I was born an artist (a curse and a blessing) but was just savvy enough to marry a plumber. I stayed out of the right place at the wrong time, running frantically away from computers, which seemed liked cryptic and magical scepters, only to be wielded by math and science wizards.

I've been trying to convince folks, along with myself, for years that art/culture is as much a necessity as plumbing and computers, but that concept has only caught on in France. Way before I entered the picture. The English and Spanish seem to value and invest in their artists, but the plumbing is still running along the outside of their buildings.

How to help struggling countries with marginal economies sounds to me as complex as the string theory, and as simple as people who care and have resources getting involved.

This is an artist talking in foreign and alien territory, so bear with me. Don't people with capital generally behave conservatively and overly cautious with their capital? I've always been fed that those who have it have it because they don't spend it, or risk it. I've noticed that those who think in more 'collective' terms are willing to risk personal loss for the sake of a group gain (which ultimately ends up to be their gain). I guess the larger the capital in the kitty, the more protective, and less focused on the workers, the operatives become. Unless you're an accountant for a large firm that has a creative bent, but I doubt the motivation there is the benefit of the workers.

Benefit of the workers...hmmm. What we really need in this country, and probably in a lot of places, is a hybrid model, part capitalism part socialism. (I thought this might be what Chavez was trying, until his wacky proposal to stay in power forever.) State side free market socialism might just happen organically a la revolution, or it might just evolve more quietly from smart and socially conscious designers. Like Jeff.

People in third world don't have the luxury of cooking up successful socio-economic models, or do they? How does one fit their grassroots activism for social change into their daily combat with hunger, disease, and no electricity or running water? As living standards rise, so does empowerment. But then there are some exceptional individuals out there working miracles in their neighborhoods.

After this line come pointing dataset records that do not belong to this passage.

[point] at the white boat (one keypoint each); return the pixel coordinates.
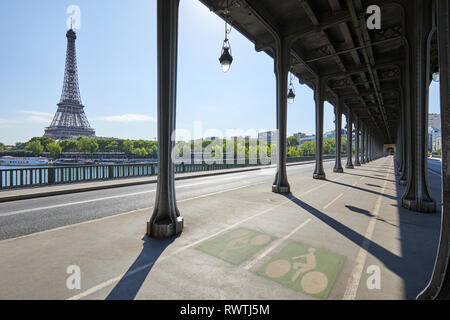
(16, 161)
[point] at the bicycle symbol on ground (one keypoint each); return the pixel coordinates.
(312, 282)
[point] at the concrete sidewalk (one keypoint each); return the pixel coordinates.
(239, 244)
(46, 191)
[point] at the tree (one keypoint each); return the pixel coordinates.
(293, 152)
(329, 146)
(68, 145)
(307, 149)
(87, 145)
(292, 142)
(140, 152)
(35, 147)
(44, 141)
(54, 149)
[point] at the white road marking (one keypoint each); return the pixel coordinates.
(355, 278)
(276, 244)
(11, 213)
(110, 282)
(333, 201)
(435, 173)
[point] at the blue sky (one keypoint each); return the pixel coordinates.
(117, 65)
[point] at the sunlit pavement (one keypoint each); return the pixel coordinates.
(327, 240)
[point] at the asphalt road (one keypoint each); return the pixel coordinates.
(29, 216)
(34, 215)
(435, 166)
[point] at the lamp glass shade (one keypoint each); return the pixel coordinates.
(226, 59)
(291, 96)
(436, 77)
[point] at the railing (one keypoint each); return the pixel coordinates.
(44, 176)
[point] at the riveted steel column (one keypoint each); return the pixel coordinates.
(166, 220)
(363, 143)
(357, 127)
(417, 196)
(319, 173)
(439, 286)
(338, 134)
(405, 135)
(366, 153)
(282, 66)
(349, 164)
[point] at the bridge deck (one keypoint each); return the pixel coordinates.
(243, 244)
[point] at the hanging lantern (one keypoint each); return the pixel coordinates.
(291, 92)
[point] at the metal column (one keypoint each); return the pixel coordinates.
(166, 220)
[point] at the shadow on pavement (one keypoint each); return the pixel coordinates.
(418, 235)
(131, 282)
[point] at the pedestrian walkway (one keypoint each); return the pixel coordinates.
(342, 238)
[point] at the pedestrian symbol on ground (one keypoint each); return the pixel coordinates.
(236, 246)
(303, 268)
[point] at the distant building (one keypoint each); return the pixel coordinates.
(307, 139)
(434, 120)
(268, 136)
(299, 135)
(434, 139)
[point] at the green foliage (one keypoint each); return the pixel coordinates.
(68, 145)
(35, 147)
(87, 145)
(44, 141)
(54, 149)
(329, 146)
(308, 149)
(292, 142)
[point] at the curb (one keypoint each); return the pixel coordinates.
(135, 183)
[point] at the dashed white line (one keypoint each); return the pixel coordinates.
(276, 244)
(333, 201)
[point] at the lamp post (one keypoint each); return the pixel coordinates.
(291, 92)
(226, 57)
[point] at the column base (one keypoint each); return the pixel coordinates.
(415, 205)
(319, 176)
(165, 229)
(281, 189)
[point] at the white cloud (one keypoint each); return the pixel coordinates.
(127, 118)
(36, 113)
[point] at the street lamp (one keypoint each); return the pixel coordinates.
(291, 92)
(436, 76)
(226, 58)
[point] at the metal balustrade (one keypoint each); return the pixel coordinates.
(44, 176)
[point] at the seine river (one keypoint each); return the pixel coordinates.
(14, 167)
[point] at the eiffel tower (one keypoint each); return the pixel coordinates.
(70, 121)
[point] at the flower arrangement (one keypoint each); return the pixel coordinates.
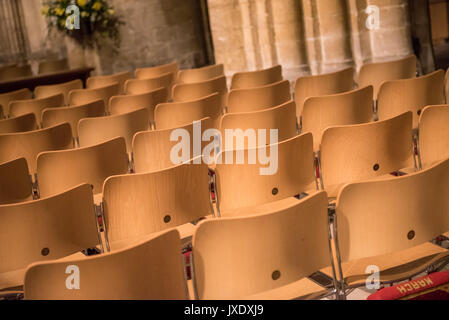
(97, 21)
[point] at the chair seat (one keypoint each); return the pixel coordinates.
(13, 280)
(395, 266)
(302, 289)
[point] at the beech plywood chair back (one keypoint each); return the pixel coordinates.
(176, 114)
(365, 151)
(353, 107)
(238, 257)
(375, 74)
(151, 270)
(16, 183)
(251, 79)
(399, 96)
(64, 88)
(434, 135)
(58, 171)
(289, 173)
(258, 98)
(321, 85)
(29, 144)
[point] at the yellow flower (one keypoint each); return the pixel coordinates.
(59, 11)
(96, 6)
(44, 10)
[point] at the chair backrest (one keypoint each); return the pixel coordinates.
(51, 66)
(200, 74)
(353, 107)
(83, 96)
(139, 86)
(58, 171)
(375, 74)
(241, 184)
(72, 115)
(281, 118)
(48, 229)
(152, 150)
(153, 72)
(64, 88)
(193, 91)
(398, 96)
(258, 98)
(26, 122)
(251, 79)
(359, 152)
(102, 81)
(177, 114)
(14, 72)
(21, 107)
(136, 205)
(434, 135)
(6, 98)
(385, 216)
(92, 131)
(151, 270)
(238, 257)
(16, 182)
(127, 103)
(321, 85)
(29, 144)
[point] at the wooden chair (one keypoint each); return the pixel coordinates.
(152, 149)
(48, 229)
(53, 89)
(72, 115)
(15, 72)
(375, 74)
(200, 74)
(83, 96)
(58, 171)
(6, 98)
(151, 270)
(322, 85)
(258, 98)
(264, 257)
(153, 72)
(36, 106)
(252, 79)
(398, 96)
(241, 184)
(139, 86)
(281, 118)
(365, 151)
(177, 114)
(434, 135)
(353, 107)
(389, 223)
(24, 123)
(137, 205)
(94, 131)
(102, 81)
(193, 91)
(52, 66)
(128, 103)
(29, 144)
(16, 183)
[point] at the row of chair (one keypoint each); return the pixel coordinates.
(387, 223)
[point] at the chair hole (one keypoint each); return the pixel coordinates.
(45, 252)
(276, 275)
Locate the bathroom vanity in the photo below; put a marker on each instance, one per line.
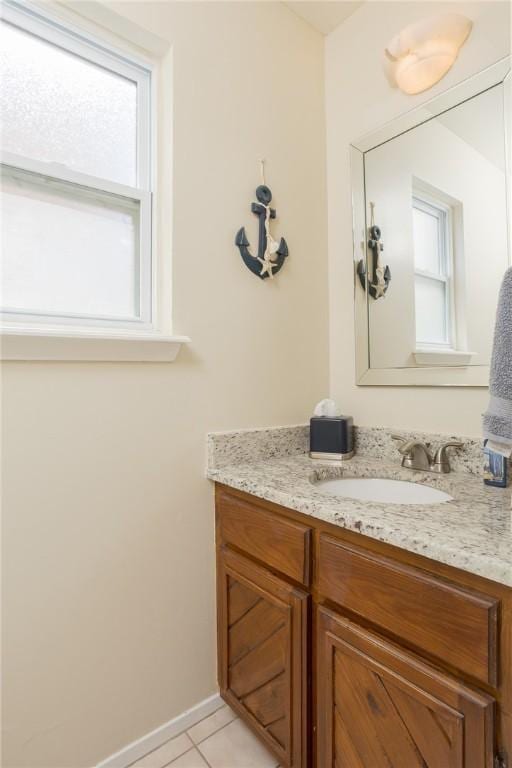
(341, 649)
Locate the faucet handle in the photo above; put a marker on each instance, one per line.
(406, 445)
(441, 460)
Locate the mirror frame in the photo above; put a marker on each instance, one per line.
(445, 376)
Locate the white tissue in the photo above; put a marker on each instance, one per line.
(327, 408)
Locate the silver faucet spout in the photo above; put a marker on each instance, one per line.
(416, 455)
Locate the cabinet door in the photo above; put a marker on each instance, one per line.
(262, 647)
(381, 707)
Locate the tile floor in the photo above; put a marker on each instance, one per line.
(219, 741)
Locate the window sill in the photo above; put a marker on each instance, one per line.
(25, 344)
(449, 357)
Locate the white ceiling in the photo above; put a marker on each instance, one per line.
(324, 16)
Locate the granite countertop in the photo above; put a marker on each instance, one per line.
(473, 532)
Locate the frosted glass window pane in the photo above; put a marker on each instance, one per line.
(430, 302)
(426, 241)
(56, 107)
(65, 251)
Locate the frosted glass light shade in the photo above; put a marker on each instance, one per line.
(421, 54)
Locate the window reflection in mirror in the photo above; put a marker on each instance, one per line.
(439, 196)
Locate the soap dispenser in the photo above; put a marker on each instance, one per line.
(331, 435)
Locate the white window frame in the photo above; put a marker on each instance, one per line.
(150, 325)
(443, 213)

Well, I agree with Jeff about this depression thing lurking around the corner. And then maybe we'll have our revolution. Viva la hybrid. (We've got the cars going finally.) But we better hurry up, 'cause the world is catching fire.

Jeff said...

Paula and Steve, it's great to get the input. One of my biggest motivations for getting rich was getting to say truth to power; no actually, it was to be able to say, "Fuck you" to anyone in power and be able to back it up with lawyers, guns and money. I've fought real estate developers (dirt pimps) in Virginia, beaten Disney in its' quest to turn Virginia battlefields into theme parks, and tried to keep other pimps from paving the Florida Keys and the Everglades. I've pissed off enough business interests in Northern Virginia that they called me an environmental terrorist while I was the largest employer in the fastest growing county in the state.

We will win. It won't be easy. I look forward to buying the arms for the revolution that saves this country even as those guns are so likely to bring down my rich, shite ass.

You know what? It's not so much winning that's important as letting these motherfuckers know that not every rich white guy is one their side.

Anonymous said...

Ahem, behind every successful man . . . Hello?